Retirement and Re-employment Act (RRA)

As part of the Labour Movement’s efforts to promote re-employment of mature workers, NTUC set up the Re-employment Expert Group, later renamed as the Raising Effective Retirement Age Group to prepare companies for the changes in re-employment legislation. In 2012, the Retirement and Re-employment Act (RRA) was enacted, setting the minimum retirement age at 62 and providing for these older workers to be re-employed up to the age of 65 if they are able and willing to continue working.

 

In January 2014, the Raising Effective Retirement Age Group assumed a new identity as U Live, functioning as a department in NTUC. Since then, U Live Department, with the tripartite partners, have been pushing vigorously to raise the re-employment age ceiling from 65 to 67 for workers to continue working if they desire so.

 

In September 2014, the Tripartite Committee on Employability of Older Workers recommended that the Government voluntarily raise the re-employment age.
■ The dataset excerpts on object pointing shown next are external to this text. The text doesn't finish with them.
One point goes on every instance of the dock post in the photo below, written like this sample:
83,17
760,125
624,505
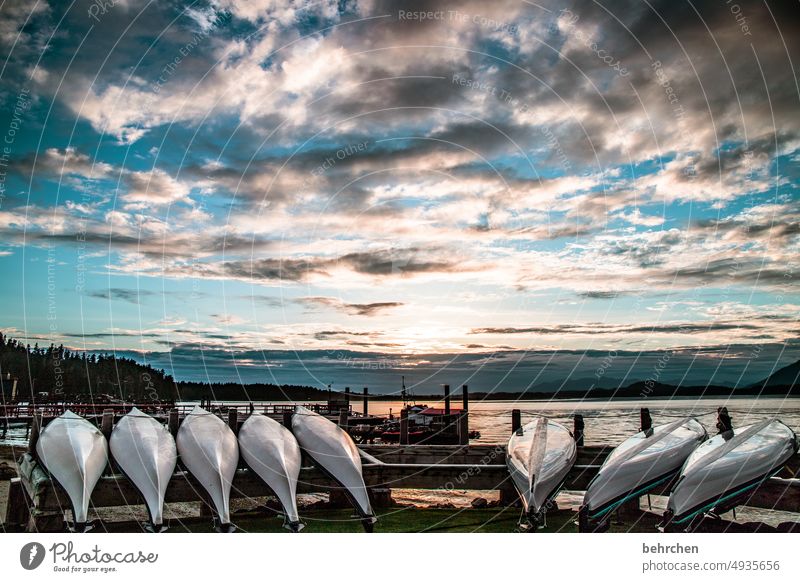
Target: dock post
463,419
516,420
577,429
646,420
724,420
107,422
36,426
173,421
233,419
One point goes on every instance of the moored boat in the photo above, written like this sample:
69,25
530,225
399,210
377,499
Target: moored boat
540,454
646,460
336,454
75,453
271,450
208,449
146,453
725,469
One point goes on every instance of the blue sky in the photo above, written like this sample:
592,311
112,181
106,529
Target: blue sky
293,179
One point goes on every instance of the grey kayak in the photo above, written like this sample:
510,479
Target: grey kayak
75,453
336,454
145,451
641,463
540,455
208,448
271,450
725,468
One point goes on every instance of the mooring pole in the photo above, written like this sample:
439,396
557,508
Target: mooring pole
577,429
107,422
233,419
516,420
403,426
463,419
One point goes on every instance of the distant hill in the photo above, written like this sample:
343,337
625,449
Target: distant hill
788,377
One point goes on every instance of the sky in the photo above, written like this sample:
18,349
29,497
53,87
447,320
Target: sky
506,193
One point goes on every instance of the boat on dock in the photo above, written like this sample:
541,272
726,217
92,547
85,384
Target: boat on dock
335,453
540,455
722,472
145,451
271,450
208,449
646,460
75,453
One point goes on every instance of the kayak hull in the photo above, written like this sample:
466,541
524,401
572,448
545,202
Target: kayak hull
75,453
336,454
540,455
208,449
641,463
728,466
271,450
146,453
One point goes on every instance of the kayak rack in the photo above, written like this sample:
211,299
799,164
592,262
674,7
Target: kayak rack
37,503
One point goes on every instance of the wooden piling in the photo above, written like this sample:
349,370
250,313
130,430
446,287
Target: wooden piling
36,427
233,419
577,429
173,421
646,421
403,426
516,420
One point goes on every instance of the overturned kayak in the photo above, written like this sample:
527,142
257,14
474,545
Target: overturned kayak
644,461
208,448
271,450
145,451
75,453
540,454
337,455
721,472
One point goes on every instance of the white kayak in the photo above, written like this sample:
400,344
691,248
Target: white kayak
724,469
336,454
644,461
75,453
145,451
208,448
270,449
539,456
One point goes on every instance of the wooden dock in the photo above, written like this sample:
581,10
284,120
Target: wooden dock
36,503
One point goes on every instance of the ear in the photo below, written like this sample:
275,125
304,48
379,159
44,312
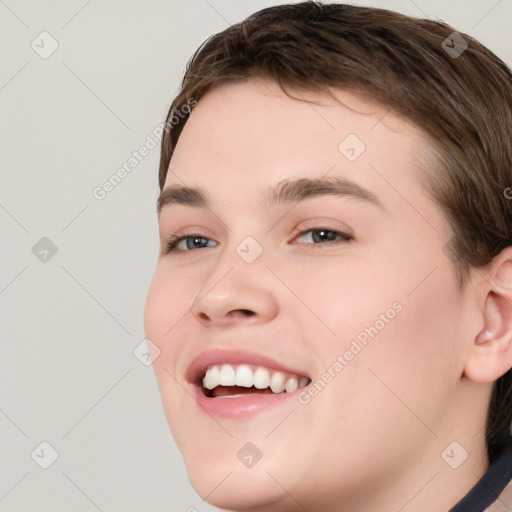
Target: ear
490,355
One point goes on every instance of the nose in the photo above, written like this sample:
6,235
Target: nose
241,293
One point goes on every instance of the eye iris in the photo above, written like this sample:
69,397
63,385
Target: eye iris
331,235
195,240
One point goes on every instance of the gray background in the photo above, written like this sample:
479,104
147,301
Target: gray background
69,324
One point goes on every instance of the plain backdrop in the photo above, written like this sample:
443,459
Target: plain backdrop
74,269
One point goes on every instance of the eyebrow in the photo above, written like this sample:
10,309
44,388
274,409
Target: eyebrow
286,191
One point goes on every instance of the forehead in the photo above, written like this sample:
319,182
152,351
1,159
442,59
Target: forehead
243,137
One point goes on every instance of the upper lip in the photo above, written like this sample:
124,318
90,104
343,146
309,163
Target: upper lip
210,357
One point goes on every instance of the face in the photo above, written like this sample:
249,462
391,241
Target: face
332,293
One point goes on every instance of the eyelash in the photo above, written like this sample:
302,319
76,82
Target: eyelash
174,240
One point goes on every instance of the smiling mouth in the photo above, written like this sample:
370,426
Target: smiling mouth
231,381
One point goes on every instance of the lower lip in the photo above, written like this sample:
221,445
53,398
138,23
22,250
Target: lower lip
240,406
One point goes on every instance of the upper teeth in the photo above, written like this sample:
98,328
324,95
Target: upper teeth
246,376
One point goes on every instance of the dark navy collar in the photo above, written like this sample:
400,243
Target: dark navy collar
487,490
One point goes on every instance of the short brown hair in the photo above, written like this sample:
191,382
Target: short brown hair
462,100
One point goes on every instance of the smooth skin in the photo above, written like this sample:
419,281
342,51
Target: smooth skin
373,438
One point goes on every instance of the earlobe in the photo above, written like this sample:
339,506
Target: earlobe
490,356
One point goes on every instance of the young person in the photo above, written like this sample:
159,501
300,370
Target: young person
331,311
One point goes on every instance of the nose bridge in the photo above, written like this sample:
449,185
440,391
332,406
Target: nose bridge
236,281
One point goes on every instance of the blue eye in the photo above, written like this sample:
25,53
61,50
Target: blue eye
175,240
197,241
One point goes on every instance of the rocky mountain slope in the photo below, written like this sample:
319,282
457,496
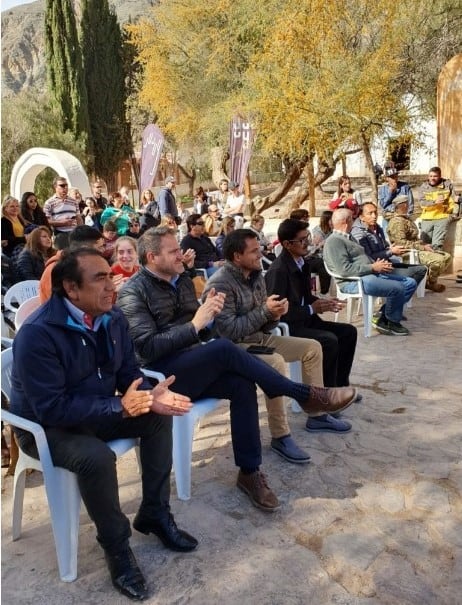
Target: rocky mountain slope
23,44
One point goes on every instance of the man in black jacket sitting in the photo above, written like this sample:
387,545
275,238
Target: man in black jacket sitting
168,325
290,277
206,254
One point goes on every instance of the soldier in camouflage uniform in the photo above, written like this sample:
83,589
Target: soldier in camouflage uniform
403,231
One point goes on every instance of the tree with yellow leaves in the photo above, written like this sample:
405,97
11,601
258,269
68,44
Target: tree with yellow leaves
318,77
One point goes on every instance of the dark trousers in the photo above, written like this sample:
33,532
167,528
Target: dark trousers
222,369
316,265
338,341
83,451
417,272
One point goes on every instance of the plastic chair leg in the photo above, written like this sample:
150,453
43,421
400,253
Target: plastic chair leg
183,434
64,502
368,308
19,483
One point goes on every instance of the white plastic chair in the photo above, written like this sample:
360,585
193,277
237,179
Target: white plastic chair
19,293
60,484
367,301
25,309
183,436
295,367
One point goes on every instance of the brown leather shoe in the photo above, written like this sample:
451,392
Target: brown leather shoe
258,490
325,400
435,287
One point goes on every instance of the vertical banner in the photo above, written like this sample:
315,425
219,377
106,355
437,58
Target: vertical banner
153,141
241,140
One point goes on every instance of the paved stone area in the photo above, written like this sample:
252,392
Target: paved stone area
375,519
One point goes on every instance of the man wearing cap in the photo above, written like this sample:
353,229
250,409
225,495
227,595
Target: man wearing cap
97,195
212,221
402,231
167,201
371,236
390,190
439,207
62,212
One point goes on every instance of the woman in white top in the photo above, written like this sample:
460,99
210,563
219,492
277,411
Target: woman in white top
346,197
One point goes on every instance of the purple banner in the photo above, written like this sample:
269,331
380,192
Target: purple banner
241,139
153,141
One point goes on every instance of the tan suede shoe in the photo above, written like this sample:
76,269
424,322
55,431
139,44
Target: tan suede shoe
325,400
258,490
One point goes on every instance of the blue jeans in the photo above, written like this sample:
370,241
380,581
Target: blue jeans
222,369
397,289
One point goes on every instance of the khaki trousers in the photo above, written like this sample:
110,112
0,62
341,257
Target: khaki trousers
287,349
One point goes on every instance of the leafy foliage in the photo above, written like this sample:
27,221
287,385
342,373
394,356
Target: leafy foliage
103,60
64,67
30,120
315,76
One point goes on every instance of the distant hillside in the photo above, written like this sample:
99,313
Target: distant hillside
23,44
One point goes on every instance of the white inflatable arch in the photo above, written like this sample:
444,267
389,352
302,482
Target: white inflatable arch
36,159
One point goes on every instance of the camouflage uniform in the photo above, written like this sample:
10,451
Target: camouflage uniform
404,232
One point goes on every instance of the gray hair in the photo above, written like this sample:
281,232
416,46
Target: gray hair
151,241
340,216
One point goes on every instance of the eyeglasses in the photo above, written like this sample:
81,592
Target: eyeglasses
302,240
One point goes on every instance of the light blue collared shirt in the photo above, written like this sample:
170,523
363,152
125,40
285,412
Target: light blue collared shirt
77,315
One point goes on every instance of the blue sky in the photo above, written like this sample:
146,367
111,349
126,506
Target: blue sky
7,4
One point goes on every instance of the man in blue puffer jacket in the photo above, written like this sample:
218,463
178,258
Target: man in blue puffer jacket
75,373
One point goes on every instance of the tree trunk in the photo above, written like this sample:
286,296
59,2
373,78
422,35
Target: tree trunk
219,157
190,176
258,204
370,165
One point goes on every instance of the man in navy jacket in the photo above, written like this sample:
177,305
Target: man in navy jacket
76,374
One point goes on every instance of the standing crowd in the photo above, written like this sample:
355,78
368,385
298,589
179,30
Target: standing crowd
118,295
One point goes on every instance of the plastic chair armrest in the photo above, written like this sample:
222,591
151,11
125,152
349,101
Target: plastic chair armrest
38,433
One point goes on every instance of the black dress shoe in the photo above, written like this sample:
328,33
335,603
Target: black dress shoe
167,531
126,576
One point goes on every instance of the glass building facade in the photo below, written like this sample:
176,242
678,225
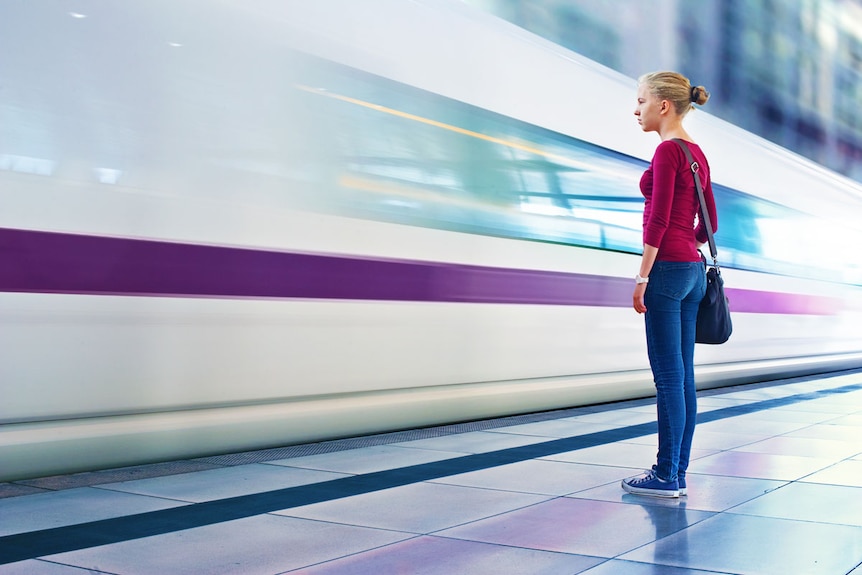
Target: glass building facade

This recommendation was later accepted and is slated to come into effect by 2017.

 

In July 2017, the re-employment age ceiling was officially raised to 67. Find out what this means for both companies and workers via the U Live Re-employment Guidebook.

 

In 2019, the Tripartite Workgroup on Older Workers endorsed the increase in the retirement and re-employment ages to 63 and 68 from July 2022 as planned. The CPF contribution rate, which was earlier deferred, proceeded in Jan 2022. These changes were done with a purpose to enable mature workers to continue to have a chance and choice to make their contribution and continue to save for their retirement adequacy.